Morgan Stanley stellt fest, dass der Umfang jedes geopolitisch bedingten Marktrückgangs abnimmt, und die Märkte betrachten politische Risiken immer mehr als temporär – besonders, da beide Konfliktparteien stark an einer Deeskalation interessiert sind. Seit der zweiten Märzhälfte empfiehlt die Bank kontinuierlich, geopolitisch bedingte Kursrückgänge für Aktienkäufe zu nutzen und hält an dieser Einschätzung fest.
Starke Quartalszahlen – Gewinnrevision im Euroraum holt auf zu den USA
Frühe Daten der Berichtssaison bieten zusätzliche Unterstützung für die Märkte.
Morgan Stanley berichtet, dass bei den bislang veröffentlichten S&P 500-Daten die Quote der Gewinnüberraschungen bei etwa 97 % liegt, deutlich über dem langfristigen Mittelwert von 76 %; auch im europäischen Stoxx 600 übertrifft diese Quote den historischen Durchschnitt klar. Noch wichtiger: Die Kursreaktionen auf Gewinnüberraschungen sind durchweg positiv – sowohl in den USA als auch in Europa.
Die von Morgan Stanley besonders hervorgehobenen Halbleiter- und Bankensektoren zeigten starke Ergebnisse. Die Zahlen von TSMC belegen anhaltend starke Auftragseingänge, mit einer positiven Kapazitätsplanung bis 2027; der Bankensektor zeigte stabile Nettozinsmargen und starke Investmentbanking-Einnahmen.
Im Euroraum beschleunigt sich die Revision der EPS-Gewinnerwartung nun schon seit 15 Wochen und hat erstmals seit Januar 2025 das US-Niveau vollständig aufgeholt. Morgan Stanley sieht eine breite Verbesserung – alle sieben Hauptsektoren zeigen positive Revisionen, Energie und IT führen, auch Material, Industrie und Kommunikationsdienste profitieren vom Konjunkturprogramm und globaler Handelsbelebung.
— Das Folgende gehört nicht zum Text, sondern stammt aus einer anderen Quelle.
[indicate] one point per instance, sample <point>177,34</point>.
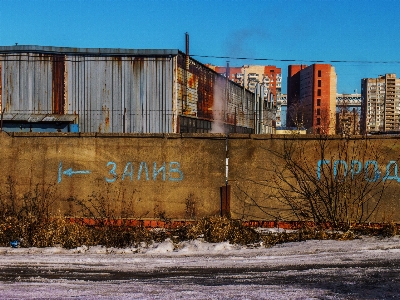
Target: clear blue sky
<point>364,34</point>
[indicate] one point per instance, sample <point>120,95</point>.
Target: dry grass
<point>61,232</point>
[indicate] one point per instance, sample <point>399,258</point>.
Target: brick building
<point>311,98</point>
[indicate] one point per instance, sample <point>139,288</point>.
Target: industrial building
<point>311,98</point>
<point>380,110</point>
<point>269,78</point>
<point>120,91</point>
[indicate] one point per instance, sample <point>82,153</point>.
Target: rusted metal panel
<point>129,94</point>
<point>207,95</point>
<point>119,91</point>
<point>58,84</point>
<point>1,88</point>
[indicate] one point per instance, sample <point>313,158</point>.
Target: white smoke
<point>218,108</point>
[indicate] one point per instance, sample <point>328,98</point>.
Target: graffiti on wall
<point>165,172</point>
<point>371,169</point>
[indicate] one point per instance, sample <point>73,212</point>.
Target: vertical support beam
<point>225,201</point>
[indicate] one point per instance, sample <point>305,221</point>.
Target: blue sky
<point>365,35</point>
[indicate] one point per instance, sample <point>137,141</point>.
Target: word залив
<point>356,168</point>
<point>174,172</point>
<point>173,168</point>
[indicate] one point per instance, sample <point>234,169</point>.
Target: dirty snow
<point>364,268</point>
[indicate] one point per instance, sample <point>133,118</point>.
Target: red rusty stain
<point>58,84</point>
<point>1,90</point>
<point>106,113</point>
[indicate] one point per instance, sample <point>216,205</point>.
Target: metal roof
<point>88,51</point>
<point>39,117</point>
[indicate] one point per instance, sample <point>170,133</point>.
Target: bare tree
<point>329,180</point>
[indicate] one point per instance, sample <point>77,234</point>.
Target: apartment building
<point>268,77</point>
<point>380,110</point>
<point>311,98</point>
<point>348,112</point>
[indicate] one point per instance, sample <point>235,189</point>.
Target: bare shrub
<point>334,190</point>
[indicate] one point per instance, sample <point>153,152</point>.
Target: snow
<point>317,269</point>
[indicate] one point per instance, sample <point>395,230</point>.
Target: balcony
<point>253,76</point>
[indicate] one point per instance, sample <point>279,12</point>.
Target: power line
<point>299,60</point>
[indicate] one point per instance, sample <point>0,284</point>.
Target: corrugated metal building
<point>117,91</point>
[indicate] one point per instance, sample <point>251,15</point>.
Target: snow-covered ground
<point>366,268</point>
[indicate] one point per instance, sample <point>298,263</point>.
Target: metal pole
<point>1,123</point>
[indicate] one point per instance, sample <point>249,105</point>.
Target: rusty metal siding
<point>1,87</point>
<point>204,94</point>
<point>109,93</point>
<point>121,94</point>
<point>26,83</point>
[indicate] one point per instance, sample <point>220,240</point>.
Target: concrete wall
<point>173,176</point>
<point>135,176</point>
<point>254,163</point>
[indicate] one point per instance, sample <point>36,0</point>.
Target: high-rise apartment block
<point>348,111</point>
<point>311,98</point>
<point>380,110</point>
<point>268,77</point>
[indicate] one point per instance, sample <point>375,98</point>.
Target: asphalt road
<point>371,279</point>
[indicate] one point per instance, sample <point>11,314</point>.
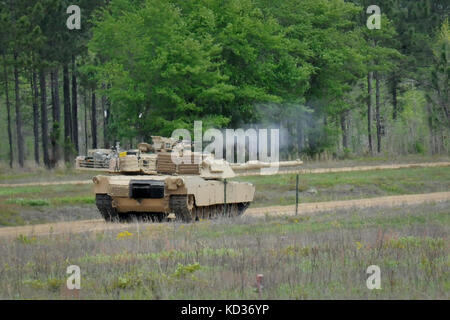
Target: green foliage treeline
<point>309,66</point>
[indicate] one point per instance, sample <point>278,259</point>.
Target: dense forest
<point>138,68</point>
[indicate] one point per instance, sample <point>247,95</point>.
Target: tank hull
<point>120,197</point>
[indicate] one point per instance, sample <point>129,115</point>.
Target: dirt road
<point>301,171</point>
<point>304,208</point>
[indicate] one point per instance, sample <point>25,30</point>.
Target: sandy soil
<point>303,208</point>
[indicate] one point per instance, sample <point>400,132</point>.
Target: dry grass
<point>323,256</point>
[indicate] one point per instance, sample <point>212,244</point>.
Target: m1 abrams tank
<point>146,184</point>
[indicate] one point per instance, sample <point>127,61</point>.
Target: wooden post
<point>296,195</point>
<point>224,196</point>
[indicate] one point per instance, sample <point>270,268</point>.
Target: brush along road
<point>303,208</point>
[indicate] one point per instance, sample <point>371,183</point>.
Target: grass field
<point>39,204</point>
<point>322,256</point>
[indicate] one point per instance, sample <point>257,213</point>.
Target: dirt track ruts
<point>301,171</point>
<point>303,208</point>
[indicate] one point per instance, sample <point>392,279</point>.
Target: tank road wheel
<point>104,205</point>
<point>182,206</point>
<point>241,207</point>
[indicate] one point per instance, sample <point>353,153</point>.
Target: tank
<point>147,184</point>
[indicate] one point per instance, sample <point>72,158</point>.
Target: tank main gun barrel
<point>255,168</point>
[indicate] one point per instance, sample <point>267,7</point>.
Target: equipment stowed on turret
<point>147,183</point>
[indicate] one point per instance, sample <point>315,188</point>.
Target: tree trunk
<point>105,114</point>
<point>94,120</point>
<point>56,113</point>
<point>344,128</point>
<point>369,111</point>
<point>74,107</point>
<point>8,109</point>
<point>20,140</point>
<point>44,120</point>
<point>394,98</point>
<point>34,90</point>
<point>377,110</point>
<point>67,114</point>
<point>85,98</point>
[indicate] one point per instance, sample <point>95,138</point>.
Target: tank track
<point>179,205</point>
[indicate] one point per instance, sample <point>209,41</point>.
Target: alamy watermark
<point>259,142</point>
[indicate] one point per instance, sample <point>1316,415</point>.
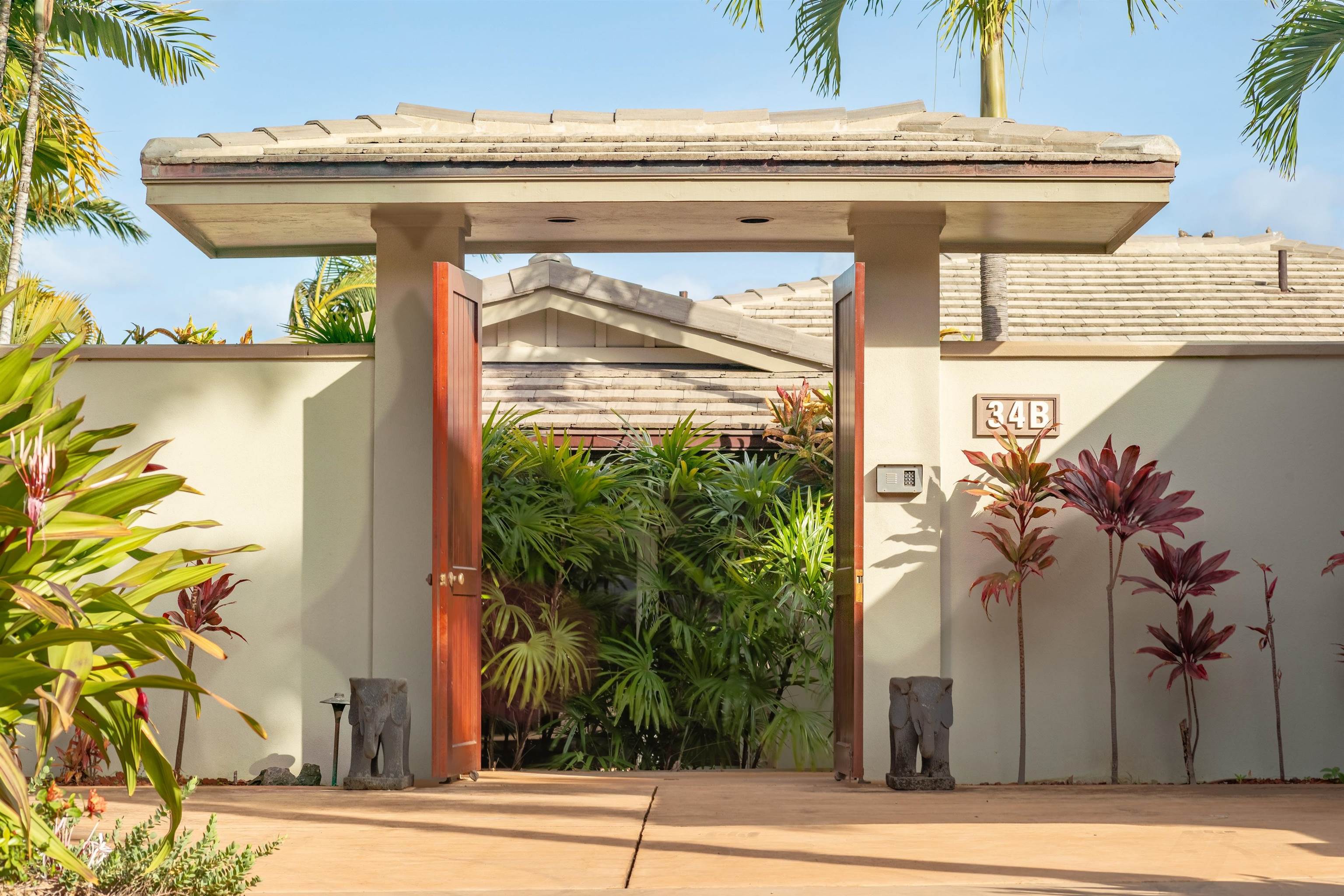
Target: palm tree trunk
<point>1022,696</point>
<point>6,8</point>
<point>182,724</point>
<point>994,268</point>
<point>42,21</point>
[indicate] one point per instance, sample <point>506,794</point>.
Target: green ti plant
<point>80,564</point>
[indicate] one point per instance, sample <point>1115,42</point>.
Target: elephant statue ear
<point>900,707</point>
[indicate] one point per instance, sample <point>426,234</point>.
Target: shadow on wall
<point>336,555</point>
<point>1258,442</point>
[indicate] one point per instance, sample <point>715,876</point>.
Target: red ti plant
<point>1018,485</point>
<point>198,610</point>
<point>1334,564</point>
<point>1268,641</point>
<point>1183,574</point>
<point>1124,499</point>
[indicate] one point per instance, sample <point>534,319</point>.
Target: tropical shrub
<point>142,861</point>
<point>1019,484</point>
<point>198,610</point>
<point>1184,574</point>
<point>1274,672</point>
<point>78,570</point>
<point>1124,499</point>
<point>666,604</point>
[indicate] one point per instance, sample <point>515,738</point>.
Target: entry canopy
<point>659,180</point>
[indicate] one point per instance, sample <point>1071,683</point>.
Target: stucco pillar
<point>902,571</point>
<point>409,242</point>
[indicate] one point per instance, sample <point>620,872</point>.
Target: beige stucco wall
<point>283,451</point>
<point>1260,440</point>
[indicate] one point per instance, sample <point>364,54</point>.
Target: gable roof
<point>552,281</point>
<point>900,132</point>
<point>1152,289</point>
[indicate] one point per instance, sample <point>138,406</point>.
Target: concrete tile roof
<point>556,270</point>
<point>592,396</point>
<point>900,132</point>
<point>1152,289</point>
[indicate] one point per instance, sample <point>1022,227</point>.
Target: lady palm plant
<point>1018,488</point>
<point>78,570</point>
<point>659,606</point>
<point>1124,499</point>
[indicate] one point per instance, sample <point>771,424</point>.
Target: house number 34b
<point>1021,414</point>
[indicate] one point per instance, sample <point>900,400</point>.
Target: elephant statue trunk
<point>921,722</point>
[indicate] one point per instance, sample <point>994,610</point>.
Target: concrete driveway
<point>783,833</point>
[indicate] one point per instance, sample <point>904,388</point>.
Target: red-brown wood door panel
<point>456,745</point>
<point>847,293</point>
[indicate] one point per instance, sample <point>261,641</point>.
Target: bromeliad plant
<point>803,426</point>
<point>1268,641</point>
<point>1019,484</point>
<point>1124,499</point>
<point>78,570</point>
<point>1184,574</point>
<point>198,610</point>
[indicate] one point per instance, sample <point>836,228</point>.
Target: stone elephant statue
<point>381,735</point>
<point>921,723</point>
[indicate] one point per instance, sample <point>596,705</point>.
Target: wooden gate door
<point>848,525</point>
<point>456,573</point>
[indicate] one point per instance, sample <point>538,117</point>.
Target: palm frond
<point>1296,57</point>
<point>158,38</point>
<point>1150,11</point>
<point>742,13</point>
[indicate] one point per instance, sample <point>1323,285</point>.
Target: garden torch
<point>338,703</point>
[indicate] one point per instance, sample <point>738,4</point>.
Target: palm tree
<point>984,24</point>
<point>69,161</point>
<point>156,37</point>
<point>37,304</point>
<point>1296,57</point>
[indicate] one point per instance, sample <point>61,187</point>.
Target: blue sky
<point>290,61</point>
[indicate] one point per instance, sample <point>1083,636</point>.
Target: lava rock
<point>276,777</point>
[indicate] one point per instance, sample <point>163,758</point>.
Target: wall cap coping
<point>953,351</point>
<point>257,352</point>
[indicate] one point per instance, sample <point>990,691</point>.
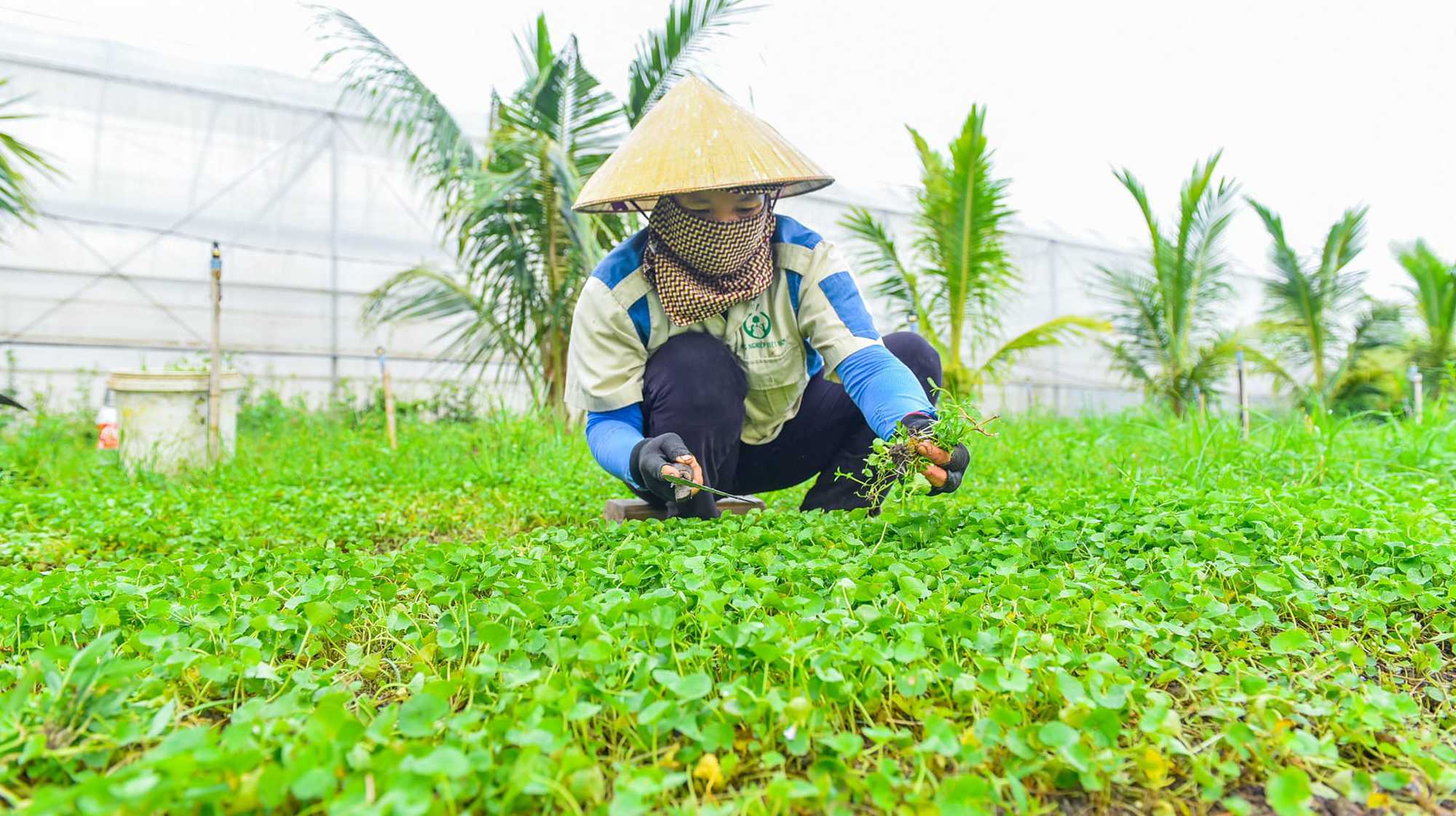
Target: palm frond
<point>1167,309</point>
<point>879,258</point>
<point>400,101</point>
<point>18,161</point>
<point>963,210</point>
<point>669,55</point>
<point>1433,286</point>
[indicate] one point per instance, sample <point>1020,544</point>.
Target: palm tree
<point>1435,290</point>
<point>522,254</point>
<point>17,161</point>
<point>1167,309</point>
<point>954,290</point>
<point>1308,301</point>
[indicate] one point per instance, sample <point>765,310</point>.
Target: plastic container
<point>162,417</point>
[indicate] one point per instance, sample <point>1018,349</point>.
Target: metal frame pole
<point>215,369</point>
<point>1244,397</point>
<point>334,258</point>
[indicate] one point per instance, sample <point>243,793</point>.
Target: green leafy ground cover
<point>1115,615</point>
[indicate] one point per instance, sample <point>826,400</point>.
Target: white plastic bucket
<point>162,417</point>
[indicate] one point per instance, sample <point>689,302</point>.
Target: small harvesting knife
<point>681,481</point>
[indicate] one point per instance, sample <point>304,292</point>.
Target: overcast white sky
<point>1318,106</point>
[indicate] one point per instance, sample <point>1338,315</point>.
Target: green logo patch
<point>758,325</point>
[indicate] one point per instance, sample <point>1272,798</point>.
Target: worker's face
<point>720,205</point>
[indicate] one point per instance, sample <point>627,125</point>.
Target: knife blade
<point>691,483</point>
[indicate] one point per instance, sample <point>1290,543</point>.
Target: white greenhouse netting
<point>312,209</point>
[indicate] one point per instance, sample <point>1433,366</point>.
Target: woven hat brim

Die Bank übergewichtet in ihrer Regionalallokation den Euroraum und erwartet, dass der Gewinntrend anhält, sofern die Iran-Konflikte im zweiten Halbjahr nicht erneut eskalieren.
In der Gesamtstrategie bleibt Morgan Stanley bei einer Übergewichtung von Aktien, zyklischen Titeln versus defensiven Werten und Euroraum gegenüber den USA, sieht Halbleiter als taktische Kaufchance nach Rücksetzern und vermeidet weiterhin Software, Business Services und Medien – die unter der KI-Konkurrenz leiden – sowie Energieaktien.